Chicago Taxi Driver Arrested for Planning to Bomb U.S. Stadium
UPDATE: On February 6, 2012, Raja Lahrasib Khan pleaded guilty to one count of attempting to provide material support to Al Qaeda.
Posted: April 2, 2010
A Chicago taxi driver has been arrested for allegedly providing funds to Al Qaeda associates and planning to bomb a stadium in the United States.
Raja Lahrasib Khan, 56, was arrested in Chicago on March 26, 2010. A criminal complaint filed the previous day charged Khan with two counts of providing material support to a foreign terrorist organization in connection with his attempts to transfer funds to an alleged terrorist leader in Pakistan. Each count of providing material support to a foreign terrorist organization carries a maximum sentence of 15 years in prison.

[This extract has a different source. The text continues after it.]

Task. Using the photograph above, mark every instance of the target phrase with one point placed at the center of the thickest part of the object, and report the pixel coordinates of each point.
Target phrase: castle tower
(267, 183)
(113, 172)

The affidavit filed in support of the criminal complaint alleged that Khan, a naturalized American citizen from Pakistan, transferred approximately $950 to a Pakistani-based individual in November 2009. Khan allegedly earmarked approximately $300 of that money to "Lala," the nickname he used to refer to Ilyas Kashmiri, an operational chief for the Harakat ul-Jihad-i-Islami terrorist organization based in Pakistan and linked to Al Qaeda. Kashmiri has been indicted in a separate case for allegedly helping two other Chicago residents plan a terrorist attack against the offices and employees of a Danish newspaper that previously printed controversial cartoons depicting the Prophet Muhammad.
In March 2010, Khan, who claimed to have known Kashmiri for at least 15 years, allegedly discussed plans to attack a "big stadium" in the U.S. during the summer. Khan, who told an associate that he would ask Kashmiri to teach him how to conduct such an attack, suggested placing remote-controlled bombs in several bags planted throughout the stadium. "Put one bag here, one there, one there…three, four, five different places," Khan said, "boom, boom, boom, boom."
That same month, Khan allegedly agreed to deliver $1,000 from an undercover law enforcement agent to Kashmiri, who, according to Khan, planned to use the money to purchase weapons and "whatever mujahideen [Muslim warriors] needs [sic], including possibly medicine, clothing and ammunition." According to the affidavit, Khan further detailed Kashmiri's intended use of the funds to train and send recruits to Kashmir, the Palestinian Territories, Bosnia and Georgia, as well as Kashmiri's intent to provide bomb-making training to American operatives planning to carry out attacks in the U.S.
Days before Khan's arrest, his son was stopped at the Chicago O'Hare International Airport while boarding a plane to England. According to federal authorities, the son was carrying $700 in cash that the undercover agent had given to Khan, who allegedly planned to travel to England meet his son before continuing to Pakistan to deliver the money to Kashmiri.